Idiocracy marches on

The New York Times reports on a genial, diligent MD who is afraid to go on a book tour:

“I’ll speak at a conference, say, to nurses,” he said. “But I wouldn’t go into a bookstore and sign books. It can get nasty. There are parents who really believe that vaccines hurt their children, and to them, I’m incredibly evil. They hate me.”

Dr. Offit, a pediatrician, is a mild, funny and somewhat rumpled 57-year-old. The chief of infectious diseases at the Children’s Hospital of Philadelphia, he is also the co-inventor of a vaccine against rotavirus, a diarrheal disease that kills 600,000 children a year in poor countries.

“When Jonas Salk invented polio vaccine, he was a hero — and I’m a terrorist?” he jokes, referring to a placard denouncing him at a recent demonstration by antivaccine activists outside the Centers for Disease Control and Prevention in Atlanta.

Of course, he is accused of being in it for the gold.

Should we care? Of course we should. Is this our fight? Of course it is.

Notice this part especially:

“Opponents of vaccines have taken the autism story hostage,” Dr. Offit said. “They don’t speak for all parents of autistic kids, they use fringe scientists and celebrities, they’ve set up cottage industries of false hope, and they’re hurting kids. Parents pay out of their pockets for dangerous treatments, they take out second mortgages to buy hyperbaric oxygen chambers. It’s just unconscionable.”

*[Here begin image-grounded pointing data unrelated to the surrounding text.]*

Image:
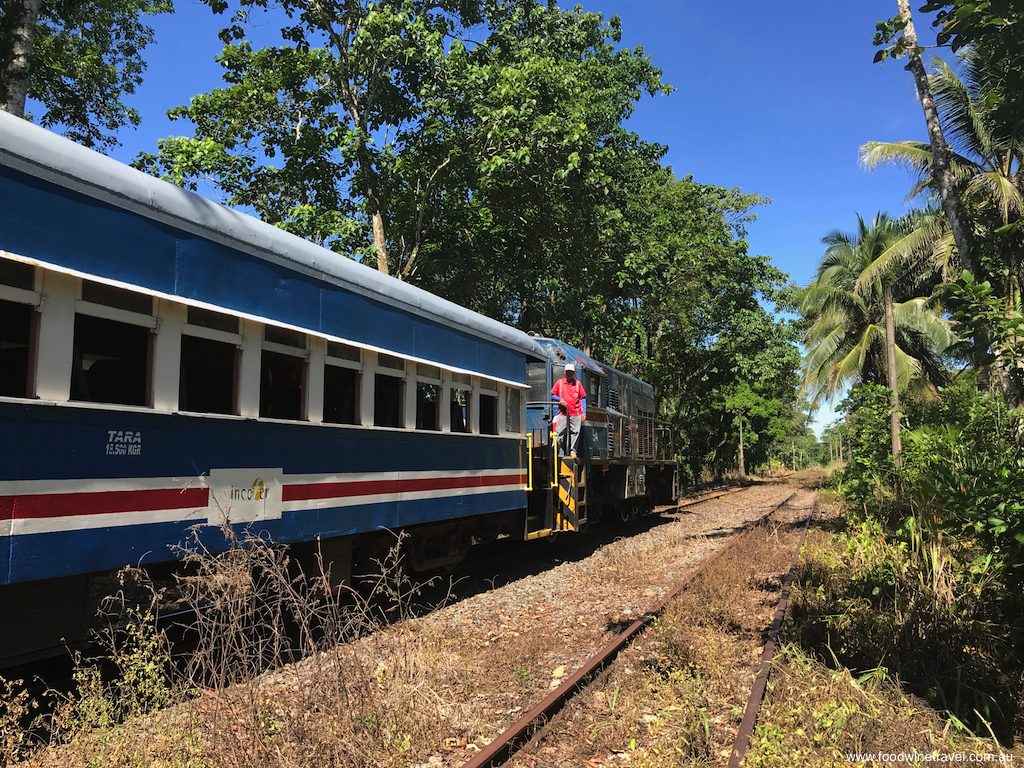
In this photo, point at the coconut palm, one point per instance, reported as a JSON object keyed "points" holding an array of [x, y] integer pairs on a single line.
{"points": [[986, 162], [869, 318]]}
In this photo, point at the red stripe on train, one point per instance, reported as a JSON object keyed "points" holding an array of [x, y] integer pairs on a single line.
{"points": [[312, 491], [100, 502]]}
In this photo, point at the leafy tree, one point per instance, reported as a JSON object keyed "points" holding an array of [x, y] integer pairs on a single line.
{"points": [[899, 37], [986, 162], [387, 120], [79, 58]]}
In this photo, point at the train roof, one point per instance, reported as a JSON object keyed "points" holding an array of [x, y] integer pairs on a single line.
{"points": [[41, 154], [560, 351]]}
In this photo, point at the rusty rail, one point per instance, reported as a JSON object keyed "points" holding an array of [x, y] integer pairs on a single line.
{"points": [[753, 709], [499, 751]]}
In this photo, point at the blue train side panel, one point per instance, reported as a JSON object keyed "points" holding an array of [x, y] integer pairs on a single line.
{"points": [[109, 242], [86, 488]]}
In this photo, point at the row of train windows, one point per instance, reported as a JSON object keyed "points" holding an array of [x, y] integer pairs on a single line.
{"points": [[112, 363]]}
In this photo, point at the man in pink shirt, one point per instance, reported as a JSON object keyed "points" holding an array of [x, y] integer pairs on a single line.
{"points": [[571, 399]]}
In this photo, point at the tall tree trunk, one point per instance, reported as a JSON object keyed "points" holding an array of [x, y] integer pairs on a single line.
{"points": [[894, 436], [377, 221], [742, 459], [14, 75], [941, 171]]}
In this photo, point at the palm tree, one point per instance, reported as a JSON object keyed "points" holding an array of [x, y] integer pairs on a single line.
{"points": [[986, 162], [869, 321]]}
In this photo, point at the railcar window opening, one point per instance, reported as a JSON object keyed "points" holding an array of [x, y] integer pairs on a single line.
{"points": [[513, 411], [17, 323], [430, 374], [537, 377], [459, 406], [341, 394], [388, 396], [112, 361], [208, 379], [488, 414], [390, 361], [343, 354], [428, 397]]}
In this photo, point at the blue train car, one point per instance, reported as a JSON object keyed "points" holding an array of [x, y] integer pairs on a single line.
{"points": [[169, 367]]}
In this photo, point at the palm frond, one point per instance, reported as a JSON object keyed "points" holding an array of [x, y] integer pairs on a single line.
{"points": [[964, 117]]}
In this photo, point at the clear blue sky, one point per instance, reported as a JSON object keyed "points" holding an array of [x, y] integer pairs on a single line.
{"points": [[771, 97]]}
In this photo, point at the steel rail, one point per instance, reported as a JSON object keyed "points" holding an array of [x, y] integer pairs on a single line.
{"points": [[750, 719], [499, 751]]}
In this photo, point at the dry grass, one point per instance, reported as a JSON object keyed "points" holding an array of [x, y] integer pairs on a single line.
{"points": [[814, 716]]}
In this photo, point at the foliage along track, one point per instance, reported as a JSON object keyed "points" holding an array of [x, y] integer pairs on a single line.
{"points": [[753, 708], [530, 723]]}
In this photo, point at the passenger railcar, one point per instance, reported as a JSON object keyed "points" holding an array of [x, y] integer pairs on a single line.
{"points": [[169, 367]]}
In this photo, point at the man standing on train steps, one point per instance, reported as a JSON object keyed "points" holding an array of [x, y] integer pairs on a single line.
{"points": [[571, 398]]}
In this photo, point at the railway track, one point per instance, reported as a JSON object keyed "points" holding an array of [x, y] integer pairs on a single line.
{"points": [[475, 574], [531, 724]]}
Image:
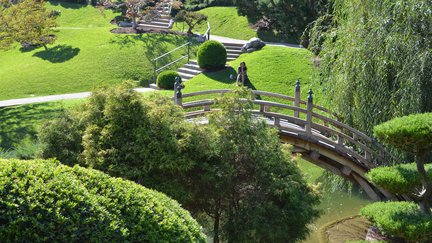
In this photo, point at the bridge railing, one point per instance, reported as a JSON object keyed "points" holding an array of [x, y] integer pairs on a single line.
{"points": [[304, 118]]}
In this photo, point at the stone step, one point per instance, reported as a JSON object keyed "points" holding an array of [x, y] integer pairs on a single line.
{"points": [[163, 24], [151, 26], [189, 71], [235, 55], [186, 75], [162, 20]]}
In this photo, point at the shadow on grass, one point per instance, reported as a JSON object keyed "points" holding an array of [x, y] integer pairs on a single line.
{"points": [[222, 76], [67, 4], [58, 54], [24, 121]]}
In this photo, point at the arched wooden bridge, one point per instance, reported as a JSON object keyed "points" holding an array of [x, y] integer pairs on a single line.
{"points": [[314, 133]]}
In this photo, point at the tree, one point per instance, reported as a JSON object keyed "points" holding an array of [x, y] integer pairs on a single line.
{"points": [[412, 134], [135, 9], [27, 22], [376, 62], [287, 16], [251, 190], [406, 220], [190, 18]]}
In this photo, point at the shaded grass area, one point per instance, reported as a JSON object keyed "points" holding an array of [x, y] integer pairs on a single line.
{"points": [[273, 69], [225, 21], [19, 123], [85, 55]]}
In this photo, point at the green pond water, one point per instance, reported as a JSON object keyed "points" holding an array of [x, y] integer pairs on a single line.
{"points": [[336, 203]]}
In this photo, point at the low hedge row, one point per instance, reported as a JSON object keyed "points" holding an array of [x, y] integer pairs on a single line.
{"points": [[400, 219], [398, 179], [46, 201]]}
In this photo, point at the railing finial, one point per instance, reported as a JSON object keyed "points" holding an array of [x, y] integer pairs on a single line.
{"points": [[310, 96], [298, 85]]}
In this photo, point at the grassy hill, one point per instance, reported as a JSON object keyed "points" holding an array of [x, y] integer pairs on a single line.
{"points": [[274, 69], [85, 55], [225, 21]]}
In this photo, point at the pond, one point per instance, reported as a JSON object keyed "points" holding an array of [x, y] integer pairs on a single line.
{"points": [[336, 203]]}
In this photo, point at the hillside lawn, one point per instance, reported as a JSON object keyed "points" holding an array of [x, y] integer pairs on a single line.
{"points": [[274, 69], [225, 21], [85, 55]]}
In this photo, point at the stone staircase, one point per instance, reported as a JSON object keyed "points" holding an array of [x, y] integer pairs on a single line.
{"points": [[192, 69], [163, 20]]}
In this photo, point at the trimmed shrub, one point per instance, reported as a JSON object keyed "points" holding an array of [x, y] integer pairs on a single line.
{"points": [[411, 133], [400, 219], [166, 79], [42, 200], [398, 179], [212, 55]]}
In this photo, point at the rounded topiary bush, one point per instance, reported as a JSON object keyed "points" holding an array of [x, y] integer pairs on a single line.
{"points": [[46, 201], [166, 79], [212, 55]]}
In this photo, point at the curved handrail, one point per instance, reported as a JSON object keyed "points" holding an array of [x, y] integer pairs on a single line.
{"points": [[346, 138]]}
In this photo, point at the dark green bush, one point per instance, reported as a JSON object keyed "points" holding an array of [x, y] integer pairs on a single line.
{"points": [[399, 179], [166, 79], [400, 219], [44, 201], [411, 133], [212, 55]]}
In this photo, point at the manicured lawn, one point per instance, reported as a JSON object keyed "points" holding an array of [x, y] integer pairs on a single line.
{"points": [[273, 69], [86, 55], [225, 21], [23, 122]]}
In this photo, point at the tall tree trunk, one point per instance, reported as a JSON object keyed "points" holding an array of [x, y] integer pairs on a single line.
{"points": [[425, 197], [216, 222]]}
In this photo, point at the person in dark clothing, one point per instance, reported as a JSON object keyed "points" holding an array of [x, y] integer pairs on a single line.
{"points": [[242, 74]]}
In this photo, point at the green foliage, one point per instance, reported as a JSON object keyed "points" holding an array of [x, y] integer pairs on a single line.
{"points": [[400, 219], [46, 201], [166, 79], [398, 179], [120, 132], [371, 67], [287, 16], [211, 55], [85, 55], [244, 181], [61, 138], [27, 22], [190, 18], [411, 133]]}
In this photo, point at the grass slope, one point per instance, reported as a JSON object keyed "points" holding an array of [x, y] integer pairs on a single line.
{"points": [[85, 55], [225, 21], [273, 69]]}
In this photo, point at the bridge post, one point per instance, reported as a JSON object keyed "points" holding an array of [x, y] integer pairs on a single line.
{"points": [[309, 108], [297, 98], [178, 94]]}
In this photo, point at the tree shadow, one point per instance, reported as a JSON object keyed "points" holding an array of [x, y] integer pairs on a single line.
{"points": [[67, 4], [58, 54], [154, 45], [23, 121], [222, 76]]}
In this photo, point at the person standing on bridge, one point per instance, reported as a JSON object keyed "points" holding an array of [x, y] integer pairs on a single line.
{"points": [[242, 73]]}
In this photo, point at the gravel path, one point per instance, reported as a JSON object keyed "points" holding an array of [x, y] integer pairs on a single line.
{"points": [[25, 101]]}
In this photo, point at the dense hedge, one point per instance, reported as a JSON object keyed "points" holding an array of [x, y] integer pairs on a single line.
{"points": [[45, 201], [411, 133], [166, 79], [398, 179], [400, 219], [212, 55]]}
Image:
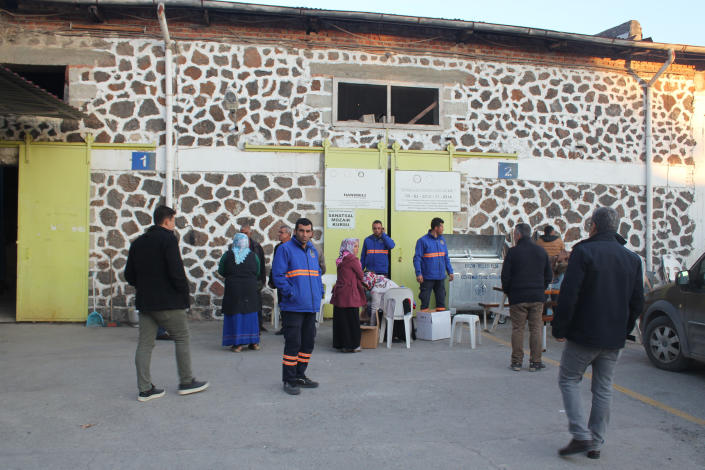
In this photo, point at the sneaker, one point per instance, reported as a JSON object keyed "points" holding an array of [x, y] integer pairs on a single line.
{"points": [[292, 388], [576, 446], [305, 382], [194, 387], [150, 394]]}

[Dr. Nancy J. Minshew] blamed journalists for “creating a conspiracy where there was none.” By acting as if there were two legitimate sides to the autism debate, she said, “the media has fed on this — it’s great for ratings.”


Arthur Allen, the author of “Vaccine: The Controversial Story of Medicine’s Greatest Lifesaver” (W. W. Norton, 2007), has publicly debated other journalists who argue that vaccines cause autism. Six years ago, he wrote a seminal article in The New York Times Magazine titled “The Not-So-Crackpot Autism Theory.” He later changed his mind and now “feels bad” about the article, he said, “because it helped get these people into the field who did a lot of damage.”

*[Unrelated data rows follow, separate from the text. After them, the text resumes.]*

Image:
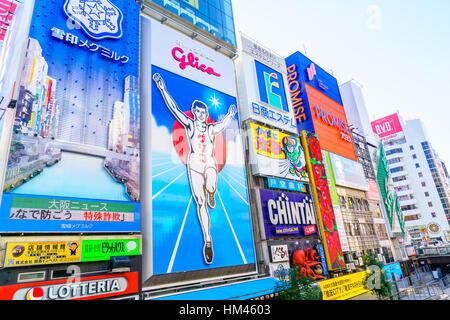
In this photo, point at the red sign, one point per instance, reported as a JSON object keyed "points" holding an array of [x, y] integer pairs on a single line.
{"points": [[309, 230], [86, 288], [387, 127], [7, 10]]}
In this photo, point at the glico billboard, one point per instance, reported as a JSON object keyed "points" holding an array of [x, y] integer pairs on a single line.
{"points": [[317, 105], [199, 222], [387, 127], [74, 159]]}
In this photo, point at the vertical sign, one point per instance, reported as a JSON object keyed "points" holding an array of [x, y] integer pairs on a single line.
{"points": [[75, 148], [322, 198]]}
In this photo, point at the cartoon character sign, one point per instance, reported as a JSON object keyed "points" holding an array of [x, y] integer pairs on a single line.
{"points": [[201, 164], [293, 152]]}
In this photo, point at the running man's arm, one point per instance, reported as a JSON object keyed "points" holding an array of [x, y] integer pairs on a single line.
{"points": [[170, 103], [218, 127]]}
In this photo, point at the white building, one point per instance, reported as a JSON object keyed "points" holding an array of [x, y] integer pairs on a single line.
{"points": [[366, 147], [419, 180]]}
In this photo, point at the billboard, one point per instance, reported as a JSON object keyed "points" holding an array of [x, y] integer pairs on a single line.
{"points": [[84, 288], [322, 198], [287, 214], [317, 105], [305, 254], [387, 127], [274, 153], [75, 149], [390, 199], [28, 253], [262, 85], [335, 201], [343, 288], [200, 216], [348, 173]]}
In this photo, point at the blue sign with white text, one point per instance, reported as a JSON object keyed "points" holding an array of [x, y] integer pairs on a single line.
{"points": [[76, 134]]}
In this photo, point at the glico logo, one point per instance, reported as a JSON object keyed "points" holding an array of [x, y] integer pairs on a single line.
{"points": [[99, 19], [335, 122], [271, 87], [191, 61]]}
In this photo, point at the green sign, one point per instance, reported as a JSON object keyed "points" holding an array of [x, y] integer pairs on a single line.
{"points": [[103, 250], [390, 199]]}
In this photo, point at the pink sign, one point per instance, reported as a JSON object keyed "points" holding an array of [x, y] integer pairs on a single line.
{"points": [[387, 126], [373, 193]]}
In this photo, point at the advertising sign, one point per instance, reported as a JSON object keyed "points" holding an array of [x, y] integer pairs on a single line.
{"points": [[279, 253], [348, 173], [373, 193], [103, 250], [273, 153], [304, 254], [393, 272], [76, 129], [343, 288], [288, 185], [323, 202], [335, 201], [84, 288], [20, 254], [287, 214], [387, 127], [36, 253], [262, 87], [200, 211], [390, 198], [318, 106]]}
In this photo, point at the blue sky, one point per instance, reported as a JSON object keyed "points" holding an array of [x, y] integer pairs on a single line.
{"points": [[398, 50]]}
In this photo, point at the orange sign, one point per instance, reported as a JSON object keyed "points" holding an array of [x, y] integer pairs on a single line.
{"points": [[330, 124]]}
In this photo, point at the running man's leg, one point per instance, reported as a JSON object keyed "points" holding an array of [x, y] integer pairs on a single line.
{"points": [[211, 185], [197, 181]]}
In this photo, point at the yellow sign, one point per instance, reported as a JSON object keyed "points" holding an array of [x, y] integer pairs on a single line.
{"points": [[19, 254], [269, 142], [345, 287]]}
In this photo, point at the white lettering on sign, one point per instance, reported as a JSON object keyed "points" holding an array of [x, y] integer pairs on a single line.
{"points": [[285, 212], [75, 290], [384, 128]]}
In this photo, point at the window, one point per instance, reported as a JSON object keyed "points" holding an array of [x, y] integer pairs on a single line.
{"points": [[398, 169]]}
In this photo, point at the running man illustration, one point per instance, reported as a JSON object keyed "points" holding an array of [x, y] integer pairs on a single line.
{"points": [[201, 165]]}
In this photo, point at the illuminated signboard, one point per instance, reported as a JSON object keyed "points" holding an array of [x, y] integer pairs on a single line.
{"points": [[273, 153], [21, 254], [75, 153], [84, 288], [200, 210], [323, 201], [387, 127], [287, 214], [318, 106], [343, 288], [262, 87]]}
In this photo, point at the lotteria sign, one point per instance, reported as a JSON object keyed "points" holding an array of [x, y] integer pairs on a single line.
{"points": [[86, 288], [287, 214]]}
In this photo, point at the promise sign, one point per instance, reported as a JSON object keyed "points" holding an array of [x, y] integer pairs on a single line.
{"points": [[322, 198]]}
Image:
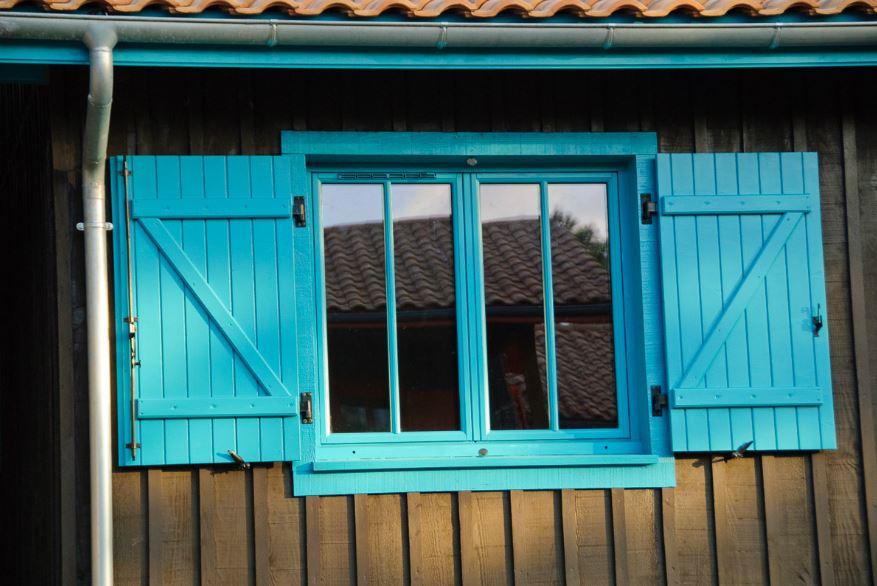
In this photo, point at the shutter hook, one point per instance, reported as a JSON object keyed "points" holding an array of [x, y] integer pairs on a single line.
{"points": [[817, 321], [242, 464]]}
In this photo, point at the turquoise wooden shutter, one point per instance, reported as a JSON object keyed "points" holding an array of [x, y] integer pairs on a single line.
{"points": [[743, 292], [216, 264]]}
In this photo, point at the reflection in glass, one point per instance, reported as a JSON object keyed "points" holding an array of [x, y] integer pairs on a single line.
{"points": [[423, 246], [584, 346], [512, 256], [356, 307]]}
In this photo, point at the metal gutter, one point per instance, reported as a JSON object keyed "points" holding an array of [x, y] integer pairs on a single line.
{"points": [[441, 35]]}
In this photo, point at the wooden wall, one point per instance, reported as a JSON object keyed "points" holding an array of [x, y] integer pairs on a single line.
{"points": [[777, 519]]}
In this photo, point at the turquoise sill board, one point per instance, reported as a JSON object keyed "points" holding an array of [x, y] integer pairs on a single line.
{"points": [[660, 474]]}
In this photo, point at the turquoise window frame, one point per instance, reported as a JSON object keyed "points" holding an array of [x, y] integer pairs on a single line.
{"points": [[395, 435], [526, 459]]}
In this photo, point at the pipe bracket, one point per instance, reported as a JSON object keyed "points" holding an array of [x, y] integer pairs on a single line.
{"points": [[81, 226]]}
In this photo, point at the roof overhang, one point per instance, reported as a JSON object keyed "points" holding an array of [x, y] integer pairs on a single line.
{"points": [[237, 42]]}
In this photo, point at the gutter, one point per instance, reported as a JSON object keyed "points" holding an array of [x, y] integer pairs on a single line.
{"points": [[441, 35]]}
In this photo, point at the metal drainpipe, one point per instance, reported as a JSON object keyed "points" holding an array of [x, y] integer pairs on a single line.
{"points": [[100, 42]]}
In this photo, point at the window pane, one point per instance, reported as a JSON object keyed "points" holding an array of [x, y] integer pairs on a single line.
{"points": [[511, 240], [423, 243], [356, 307], [584, 345]]}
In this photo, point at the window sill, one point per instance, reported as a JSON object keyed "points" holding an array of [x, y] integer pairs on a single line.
{"points": [[483, 462]]}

Dr. Offit’s book “needed to be written,” he said. But he is skeptical that it will end the struggle.

“There are still people who believe fluoride is dangerous, who think jet contrails cause cancer,” he said. “I’m waiting for the debate to get beyond that, but you’re not going to convert some people.”

It’s not left vs right; it’s fantasy vs. evidence. Science actually resolves questions, but society seems to be losing its capacity to benefit from that. (I think it was actually better at it in the post WWII decades. This seems to be affecting all the English speaking countries; I can’t speak for the rest of the world.)

Engineering can provide great products, and people can tell. So we get really good razors and shave creams, for instance. Amazing stuff. But when science offers advice, the body politic can’t tell the real thing from the malicious nonsense. Confused people follow charlatans as if they were wise and treat real experts as if they were charlatans. The consequence for the charlatans may be comfortable, but for the rest of us the whole situation can be tragic.

By the way, Idiocracy is a very stupid movie. But is a very smart movie, too.